Taming side-effects with mutability

Clojure prefers immutable values and referentially transparent functions. But it also works well with the Java ecosystem, where everything is an object... mostly mutable.

I was recently dealing with ASM, the bytecode manipulation library. Most of the API is based on the Visitor pattern. To read a class from bytecode, you construct a ClassReader object from an array of bytes or an input stream, then tell it to accept an object that implements the ClassVisitor interface:

public interface ClassVisitor{
  void visit(int version, int access, String name, String signature, 
      String superName, String[] interfaces);
  void visitSource(String source, String debug);
  void visitOuterClass(String owner, String name, String desc);
  AnnotationVisitor visitAnnotation(String desc, boolean visible);
  void visitAttribute(Attribute attr);
  void visitInnerClass(String name, String outerName, 
      String innerName, int access);
  FieldVisitor visitField(int access, String name, String desc, 
      String signature, Object value);
  MethodVisitor visitMethod(int access, String name, String desc, 
      String signature, String[] exceptions);
  void visitEnd();
}

Well, now we see a bit of a problem.
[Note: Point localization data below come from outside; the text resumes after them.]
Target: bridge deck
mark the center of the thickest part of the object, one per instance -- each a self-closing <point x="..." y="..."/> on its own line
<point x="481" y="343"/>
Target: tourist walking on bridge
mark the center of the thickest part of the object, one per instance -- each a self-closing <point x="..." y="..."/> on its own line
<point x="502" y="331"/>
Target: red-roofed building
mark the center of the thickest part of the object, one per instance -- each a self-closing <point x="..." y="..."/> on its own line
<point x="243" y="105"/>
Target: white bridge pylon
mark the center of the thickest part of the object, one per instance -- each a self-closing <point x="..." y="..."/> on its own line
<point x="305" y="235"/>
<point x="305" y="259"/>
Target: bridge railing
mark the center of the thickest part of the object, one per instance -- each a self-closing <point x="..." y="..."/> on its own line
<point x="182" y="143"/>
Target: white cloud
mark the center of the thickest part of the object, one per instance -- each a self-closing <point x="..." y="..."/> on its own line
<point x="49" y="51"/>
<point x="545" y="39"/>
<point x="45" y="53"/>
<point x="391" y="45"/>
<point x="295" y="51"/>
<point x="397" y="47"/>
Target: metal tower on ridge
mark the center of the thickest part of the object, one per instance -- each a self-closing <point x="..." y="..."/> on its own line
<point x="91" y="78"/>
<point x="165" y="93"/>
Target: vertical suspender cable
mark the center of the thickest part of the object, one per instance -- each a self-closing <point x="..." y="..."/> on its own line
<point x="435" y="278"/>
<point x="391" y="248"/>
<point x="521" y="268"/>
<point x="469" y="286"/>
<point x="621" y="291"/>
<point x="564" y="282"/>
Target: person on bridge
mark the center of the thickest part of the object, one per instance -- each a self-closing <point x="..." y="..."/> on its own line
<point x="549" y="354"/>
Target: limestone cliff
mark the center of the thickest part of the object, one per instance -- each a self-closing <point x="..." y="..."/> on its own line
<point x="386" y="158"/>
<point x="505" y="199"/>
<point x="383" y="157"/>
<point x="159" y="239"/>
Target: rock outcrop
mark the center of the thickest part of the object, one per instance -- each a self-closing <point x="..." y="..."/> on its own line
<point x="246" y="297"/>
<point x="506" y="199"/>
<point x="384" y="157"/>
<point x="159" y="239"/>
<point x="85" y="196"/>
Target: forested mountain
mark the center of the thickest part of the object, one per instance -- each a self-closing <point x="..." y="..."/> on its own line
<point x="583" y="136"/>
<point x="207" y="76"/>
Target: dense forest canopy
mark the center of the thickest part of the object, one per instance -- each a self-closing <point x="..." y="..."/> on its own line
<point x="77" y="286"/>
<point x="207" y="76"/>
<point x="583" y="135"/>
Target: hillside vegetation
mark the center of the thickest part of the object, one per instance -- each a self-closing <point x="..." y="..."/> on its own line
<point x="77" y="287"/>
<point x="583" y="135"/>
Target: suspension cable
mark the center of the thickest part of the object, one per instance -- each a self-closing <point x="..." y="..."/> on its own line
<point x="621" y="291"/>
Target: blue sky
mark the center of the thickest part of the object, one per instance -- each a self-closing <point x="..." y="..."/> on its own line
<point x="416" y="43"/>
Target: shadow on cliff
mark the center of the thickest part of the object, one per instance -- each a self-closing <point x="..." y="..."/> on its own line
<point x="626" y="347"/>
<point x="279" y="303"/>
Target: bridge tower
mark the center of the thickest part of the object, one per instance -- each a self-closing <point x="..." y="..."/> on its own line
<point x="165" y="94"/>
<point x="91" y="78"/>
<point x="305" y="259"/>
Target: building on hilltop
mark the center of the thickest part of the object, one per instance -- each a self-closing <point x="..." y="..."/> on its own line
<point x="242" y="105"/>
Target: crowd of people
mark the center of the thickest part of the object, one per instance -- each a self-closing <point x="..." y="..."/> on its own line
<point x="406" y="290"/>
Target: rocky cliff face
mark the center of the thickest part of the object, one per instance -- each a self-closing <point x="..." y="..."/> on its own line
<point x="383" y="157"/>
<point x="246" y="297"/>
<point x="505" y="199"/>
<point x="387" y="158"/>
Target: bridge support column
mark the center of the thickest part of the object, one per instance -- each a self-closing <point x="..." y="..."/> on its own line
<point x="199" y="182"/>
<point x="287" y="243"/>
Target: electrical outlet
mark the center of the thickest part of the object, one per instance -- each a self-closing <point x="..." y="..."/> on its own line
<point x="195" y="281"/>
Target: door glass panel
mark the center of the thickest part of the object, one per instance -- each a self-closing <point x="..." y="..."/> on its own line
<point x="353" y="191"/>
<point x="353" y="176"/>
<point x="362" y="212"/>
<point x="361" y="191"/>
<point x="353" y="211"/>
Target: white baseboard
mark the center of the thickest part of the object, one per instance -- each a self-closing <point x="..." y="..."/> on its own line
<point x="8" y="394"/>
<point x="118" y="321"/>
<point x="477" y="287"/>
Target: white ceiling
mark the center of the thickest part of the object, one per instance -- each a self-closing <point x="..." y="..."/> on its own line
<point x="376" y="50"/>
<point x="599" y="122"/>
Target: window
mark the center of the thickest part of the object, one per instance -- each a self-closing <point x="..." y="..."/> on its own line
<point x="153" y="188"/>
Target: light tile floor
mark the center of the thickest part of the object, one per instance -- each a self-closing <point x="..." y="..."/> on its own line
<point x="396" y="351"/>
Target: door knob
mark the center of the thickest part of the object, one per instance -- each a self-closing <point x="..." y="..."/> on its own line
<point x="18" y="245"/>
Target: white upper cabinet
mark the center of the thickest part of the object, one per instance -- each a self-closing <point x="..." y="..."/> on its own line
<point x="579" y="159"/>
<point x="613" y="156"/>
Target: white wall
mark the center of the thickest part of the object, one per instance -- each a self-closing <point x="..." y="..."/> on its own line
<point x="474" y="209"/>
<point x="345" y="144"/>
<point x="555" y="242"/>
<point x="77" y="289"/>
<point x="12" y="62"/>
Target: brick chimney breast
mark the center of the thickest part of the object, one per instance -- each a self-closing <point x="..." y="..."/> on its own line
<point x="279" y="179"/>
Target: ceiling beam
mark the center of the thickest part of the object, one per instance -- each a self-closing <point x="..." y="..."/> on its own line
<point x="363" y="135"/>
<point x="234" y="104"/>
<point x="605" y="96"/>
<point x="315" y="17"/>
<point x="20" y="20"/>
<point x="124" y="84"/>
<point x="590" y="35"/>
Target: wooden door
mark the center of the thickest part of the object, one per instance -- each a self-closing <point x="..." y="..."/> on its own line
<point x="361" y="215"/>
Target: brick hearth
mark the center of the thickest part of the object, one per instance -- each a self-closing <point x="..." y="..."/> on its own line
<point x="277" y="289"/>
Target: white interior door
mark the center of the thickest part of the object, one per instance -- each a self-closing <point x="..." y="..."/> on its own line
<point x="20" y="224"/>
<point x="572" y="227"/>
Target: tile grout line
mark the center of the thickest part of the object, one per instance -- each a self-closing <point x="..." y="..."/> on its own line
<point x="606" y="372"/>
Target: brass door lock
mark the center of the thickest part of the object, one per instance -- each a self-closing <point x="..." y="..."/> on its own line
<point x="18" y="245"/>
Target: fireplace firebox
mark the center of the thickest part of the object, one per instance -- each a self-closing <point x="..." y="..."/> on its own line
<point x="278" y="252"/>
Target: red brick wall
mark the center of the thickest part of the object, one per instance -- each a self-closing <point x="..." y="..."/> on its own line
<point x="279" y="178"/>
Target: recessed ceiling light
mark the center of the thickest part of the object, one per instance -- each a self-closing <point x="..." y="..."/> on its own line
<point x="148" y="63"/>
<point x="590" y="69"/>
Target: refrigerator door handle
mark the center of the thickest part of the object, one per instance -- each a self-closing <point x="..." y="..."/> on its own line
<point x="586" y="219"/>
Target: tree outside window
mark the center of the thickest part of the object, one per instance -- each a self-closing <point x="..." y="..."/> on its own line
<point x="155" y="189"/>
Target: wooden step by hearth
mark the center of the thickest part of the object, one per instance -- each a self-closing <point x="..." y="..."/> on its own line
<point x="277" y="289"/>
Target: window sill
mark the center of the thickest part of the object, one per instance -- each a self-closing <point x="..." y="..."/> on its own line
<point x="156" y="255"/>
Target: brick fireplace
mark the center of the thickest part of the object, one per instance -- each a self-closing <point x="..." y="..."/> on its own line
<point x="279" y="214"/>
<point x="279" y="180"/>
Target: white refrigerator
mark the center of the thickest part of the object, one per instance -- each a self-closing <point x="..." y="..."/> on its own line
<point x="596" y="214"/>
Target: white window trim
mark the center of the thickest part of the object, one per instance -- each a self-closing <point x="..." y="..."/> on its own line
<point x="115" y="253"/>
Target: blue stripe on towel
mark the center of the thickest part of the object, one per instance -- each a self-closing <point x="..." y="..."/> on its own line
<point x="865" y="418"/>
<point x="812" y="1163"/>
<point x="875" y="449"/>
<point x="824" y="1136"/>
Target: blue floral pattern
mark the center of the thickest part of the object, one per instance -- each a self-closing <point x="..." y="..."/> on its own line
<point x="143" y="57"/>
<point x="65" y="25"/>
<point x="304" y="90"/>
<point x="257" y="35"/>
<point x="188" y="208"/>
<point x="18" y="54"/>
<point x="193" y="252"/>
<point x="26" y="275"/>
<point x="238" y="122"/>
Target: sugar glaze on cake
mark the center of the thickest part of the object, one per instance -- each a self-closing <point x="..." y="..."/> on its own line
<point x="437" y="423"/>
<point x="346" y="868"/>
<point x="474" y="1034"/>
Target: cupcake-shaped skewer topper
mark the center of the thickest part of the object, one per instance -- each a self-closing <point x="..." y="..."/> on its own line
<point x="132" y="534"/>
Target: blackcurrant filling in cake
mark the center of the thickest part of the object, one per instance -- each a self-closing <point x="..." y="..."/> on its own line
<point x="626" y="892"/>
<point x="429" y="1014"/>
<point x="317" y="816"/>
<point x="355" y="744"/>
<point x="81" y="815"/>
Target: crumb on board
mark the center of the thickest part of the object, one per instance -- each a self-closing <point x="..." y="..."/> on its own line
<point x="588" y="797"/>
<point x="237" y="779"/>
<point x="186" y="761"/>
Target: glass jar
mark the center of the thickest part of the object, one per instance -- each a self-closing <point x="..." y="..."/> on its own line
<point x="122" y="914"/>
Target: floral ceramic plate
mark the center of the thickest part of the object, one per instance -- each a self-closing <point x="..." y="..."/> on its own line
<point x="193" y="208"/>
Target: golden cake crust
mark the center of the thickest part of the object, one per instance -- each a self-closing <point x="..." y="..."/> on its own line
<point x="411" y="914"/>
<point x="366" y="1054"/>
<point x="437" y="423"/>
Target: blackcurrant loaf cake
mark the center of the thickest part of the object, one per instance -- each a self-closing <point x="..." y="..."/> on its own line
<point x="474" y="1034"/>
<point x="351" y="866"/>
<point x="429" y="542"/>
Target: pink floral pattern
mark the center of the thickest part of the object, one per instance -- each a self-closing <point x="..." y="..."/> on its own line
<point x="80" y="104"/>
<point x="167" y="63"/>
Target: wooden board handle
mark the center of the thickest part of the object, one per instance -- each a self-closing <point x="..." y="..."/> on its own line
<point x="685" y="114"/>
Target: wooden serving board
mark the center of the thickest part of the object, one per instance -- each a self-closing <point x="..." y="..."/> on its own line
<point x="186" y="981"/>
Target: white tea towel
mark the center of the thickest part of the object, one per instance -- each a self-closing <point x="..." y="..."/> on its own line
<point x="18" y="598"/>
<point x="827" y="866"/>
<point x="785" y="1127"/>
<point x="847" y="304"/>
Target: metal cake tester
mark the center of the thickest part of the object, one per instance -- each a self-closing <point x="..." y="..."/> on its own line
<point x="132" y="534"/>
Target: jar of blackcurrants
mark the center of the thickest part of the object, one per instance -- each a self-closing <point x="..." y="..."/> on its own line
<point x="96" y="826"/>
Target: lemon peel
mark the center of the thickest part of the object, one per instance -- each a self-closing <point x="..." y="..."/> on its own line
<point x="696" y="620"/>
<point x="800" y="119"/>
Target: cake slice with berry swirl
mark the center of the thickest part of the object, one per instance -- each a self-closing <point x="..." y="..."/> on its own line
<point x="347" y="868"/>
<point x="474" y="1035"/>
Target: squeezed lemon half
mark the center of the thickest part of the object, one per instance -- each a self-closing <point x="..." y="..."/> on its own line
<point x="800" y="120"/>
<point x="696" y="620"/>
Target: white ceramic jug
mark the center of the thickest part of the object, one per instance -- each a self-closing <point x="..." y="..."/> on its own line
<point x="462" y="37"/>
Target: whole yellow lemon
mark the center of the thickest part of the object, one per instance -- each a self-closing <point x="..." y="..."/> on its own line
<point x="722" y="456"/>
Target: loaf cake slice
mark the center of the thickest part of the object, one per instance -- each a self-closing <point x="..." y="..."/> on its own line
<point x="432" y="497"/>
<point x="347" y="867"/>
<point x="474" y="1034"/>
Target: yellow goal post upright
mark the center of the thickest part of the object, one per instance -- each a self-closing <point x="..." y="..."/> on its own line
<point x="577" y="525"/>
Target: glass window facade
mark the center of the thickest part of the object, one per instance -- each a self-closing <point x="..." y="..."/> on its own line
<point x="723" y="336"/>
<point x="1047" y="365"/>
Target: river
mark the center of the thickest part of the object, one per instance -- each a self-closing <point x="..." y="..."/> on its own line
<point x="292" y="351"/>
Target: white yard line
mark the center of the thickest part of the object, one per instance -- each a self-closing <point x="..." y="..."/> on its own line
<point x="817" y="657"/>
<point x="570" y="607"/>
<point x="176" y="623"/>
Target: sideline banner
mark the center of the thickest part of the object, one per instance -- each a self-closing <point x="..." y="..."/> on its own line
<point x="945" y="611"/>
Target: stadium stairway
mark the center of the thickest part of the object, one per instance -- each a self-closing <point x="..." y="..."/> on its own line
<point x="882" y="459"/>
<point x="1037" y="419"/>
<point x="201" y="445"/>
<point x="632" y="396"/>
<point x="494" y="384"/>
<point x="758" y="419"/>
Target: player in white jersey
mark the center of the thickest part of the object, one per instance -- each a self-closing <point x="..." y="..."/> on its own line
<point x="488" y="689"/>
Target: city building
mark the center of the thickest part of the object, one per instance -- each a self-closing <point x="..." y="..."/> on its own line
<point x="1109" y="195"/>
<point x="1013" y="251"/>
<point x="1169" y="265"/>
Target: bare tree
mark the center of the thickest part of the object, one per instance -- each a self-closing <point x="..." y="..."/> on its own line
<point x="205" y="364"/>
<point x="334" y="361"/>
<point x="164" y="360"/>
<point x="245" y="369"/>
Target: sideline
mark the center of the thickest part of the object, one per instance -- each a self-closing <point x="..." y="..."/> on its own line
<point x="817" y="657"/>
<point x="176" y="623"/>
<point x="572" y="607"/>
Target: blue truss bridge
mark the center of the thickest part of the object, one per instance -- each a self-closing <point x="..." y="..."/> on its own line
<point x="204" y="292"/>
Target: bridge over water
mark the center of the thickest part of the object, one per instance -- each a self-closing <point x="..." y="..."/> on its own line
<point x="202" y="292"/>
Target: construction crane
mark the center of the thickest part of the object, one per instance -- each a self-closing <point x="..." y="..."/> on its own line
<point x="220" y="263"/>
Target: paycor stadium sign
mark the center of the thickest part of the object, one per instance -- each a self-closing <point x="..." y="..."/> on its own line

The ClassReader gets to call these methods, which mostly return void. When a ClassVisitor does return an object, it returns yet another visitor that the ClassReader calls to descend into members of the class. The methods of the visitor get access to information about the class, but how do we get it out?

In other words, how do you use an API that is 100% about side-effects and mutability inside a language that favors immutable values and pure functions?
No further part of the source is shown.